The house is so coming together and we love living
here. Of course, busy, busy today so vacillating
over dinner. I finally decided on an
easy dish from my Salmon Recipes from
Alaska Cookbook. Serves 4, but Jim
ate for 3.
Ingredients:
1 can salmon (It said 7 ¾ oz. I had a 14 oz can. By the time I picked out the skin and bones,
it was about 8 oz. and max was very happy with the scraps.)

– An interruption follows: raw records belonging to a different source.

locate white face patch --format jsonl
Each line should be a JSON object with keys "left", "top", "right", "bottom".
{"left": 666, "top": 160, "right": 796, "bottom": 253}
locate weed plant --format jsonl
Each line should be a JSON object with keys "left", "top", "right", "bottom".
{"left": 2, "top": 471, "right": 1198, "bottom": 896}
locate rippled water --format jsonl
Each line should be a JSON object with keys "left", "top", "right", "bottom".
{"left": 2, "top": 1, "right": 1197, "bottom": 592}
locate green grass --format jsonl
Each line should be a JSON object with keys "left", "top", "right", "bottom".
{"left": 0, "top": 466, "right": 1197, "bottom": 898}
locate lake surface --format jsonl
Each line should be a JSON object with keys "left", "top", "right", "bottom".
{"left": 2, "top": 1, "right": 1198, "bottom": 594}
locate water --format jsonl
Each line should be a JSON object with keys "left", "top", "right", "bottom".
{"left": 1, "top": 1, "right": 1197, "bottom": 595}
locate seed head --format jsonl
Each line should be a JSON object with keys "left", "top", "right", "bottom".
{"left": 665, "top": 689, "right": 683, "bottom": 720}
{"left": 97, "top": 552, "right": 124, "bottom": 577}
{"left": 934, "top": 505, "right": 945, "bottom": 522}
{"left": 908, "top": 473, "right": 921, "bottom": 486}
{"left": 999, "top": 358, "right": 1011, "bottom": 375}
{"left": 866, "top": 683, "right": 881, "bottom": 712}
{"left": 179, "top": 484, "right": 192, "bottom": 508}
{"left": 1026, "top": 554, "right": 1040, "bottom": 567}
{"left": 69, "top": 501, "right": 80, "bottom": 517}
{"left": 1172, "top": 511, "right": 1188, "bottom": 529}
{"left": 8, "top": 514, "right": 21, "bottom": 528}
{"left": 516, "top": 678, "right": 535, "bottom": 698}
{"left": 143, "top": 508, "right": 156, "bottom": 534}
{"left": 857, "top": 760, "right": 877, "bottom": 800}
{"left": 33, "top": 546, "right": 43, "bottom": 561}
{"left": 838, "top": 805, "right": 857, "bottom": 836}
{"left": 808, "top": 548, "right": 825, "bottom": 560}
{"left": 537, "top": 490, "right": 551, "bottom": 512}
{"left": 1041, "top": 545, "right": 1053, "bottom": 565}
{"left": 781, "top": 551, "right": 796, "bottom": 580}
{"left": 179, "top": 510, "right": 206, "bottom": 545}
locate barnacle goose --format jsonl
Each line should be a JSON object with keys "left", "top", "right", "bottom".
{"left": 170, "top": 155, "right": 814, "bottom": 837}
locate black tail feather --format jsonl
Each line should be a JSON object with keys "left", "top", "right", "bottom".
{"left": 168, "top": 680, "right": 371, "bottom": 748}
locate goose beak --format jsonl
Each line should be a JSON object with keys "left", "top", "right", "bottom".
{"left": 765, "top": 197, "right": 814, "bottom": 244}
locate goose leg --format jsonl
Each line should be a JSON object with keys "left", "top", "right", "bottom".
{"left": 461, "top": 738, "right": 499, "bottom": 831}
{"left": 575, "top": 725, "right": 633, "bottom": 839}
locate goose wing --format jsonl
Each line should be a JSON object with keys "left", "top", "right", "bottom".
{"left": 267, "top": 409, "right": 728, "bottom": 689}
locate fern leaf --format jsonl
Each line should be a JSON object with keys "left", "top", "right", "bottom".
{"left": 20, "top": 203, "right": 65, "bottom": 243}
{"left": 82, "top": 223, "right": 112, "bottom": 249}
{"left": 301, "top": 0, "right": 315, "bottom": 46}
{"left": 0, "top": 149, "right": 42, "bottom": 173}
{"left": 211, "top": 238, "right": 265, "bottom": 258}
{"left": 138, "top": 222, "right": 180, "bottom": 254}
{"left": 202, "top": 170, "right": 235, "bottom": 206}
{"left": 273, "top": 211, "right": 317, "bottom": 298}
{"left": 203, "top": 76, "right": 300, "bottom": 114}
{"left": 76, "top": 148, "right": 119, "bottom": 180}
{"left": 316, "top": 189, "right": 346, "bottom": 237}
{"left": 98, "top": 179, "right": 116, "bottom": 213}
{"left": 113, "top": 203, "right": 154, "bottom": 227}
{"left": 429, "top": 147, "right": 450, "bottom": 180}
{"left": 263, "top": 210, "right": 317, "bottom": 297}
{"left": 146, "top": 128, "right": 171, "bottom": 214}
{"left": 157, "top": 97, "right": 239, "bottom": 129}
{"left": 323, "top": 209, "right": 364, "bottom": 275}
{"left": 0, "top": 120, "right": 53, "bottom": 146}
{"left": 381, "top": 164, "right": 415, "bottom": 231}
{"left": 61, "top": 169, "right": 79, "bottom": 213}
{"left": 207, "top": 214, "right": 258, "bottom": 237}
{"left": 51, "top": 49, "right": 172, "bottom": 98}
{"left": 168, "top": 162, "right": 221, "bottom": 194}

1 (8 oz.) package of refrigerated crescent rolls (I used one
sheet of puff pastry)
1/3 C tomato sauce (I used about 2T of Capital City Mumbo
Sauce)
½ t salt
1/8 t pepper
¼ t garlic powder
½ t oregano
¼ C grated Parmesan cheese
1 green pepper, sliced (I used a yellow pepper)
1 tomato sliced
1 C shredded Monterey Jack cheese (I used Manchego)
Directions:
1.
Drain salmon and flake.
2.
Press pastry into the bottom and sides of a 9”sq.
baking pan. Prick all over with a fork.
3.
Bake at 400 degrees for 7 minutes. Remove and increase oven temperature to 425
degrees.
4.
Spread the tomato sauce. Sprinkle with salt, pepper, garlic powder,
oregano, and Parmesan cheese.
5.
Top with salmon, green pepper and tomato.
6.
Sprinkle over with the Monterey Jack cheese.
7.
Bake for 15 minutes.
I liked it for an easy everyday kind of thing. I kind of wanted to go out, but then we got
too busy. Jim said he normally would not
like things with peppers and tomato cooked, but the 15 minutes did not bake the
tomato and I used yellow instead of green.
I would have liked the bitterness of the green, but not Jim.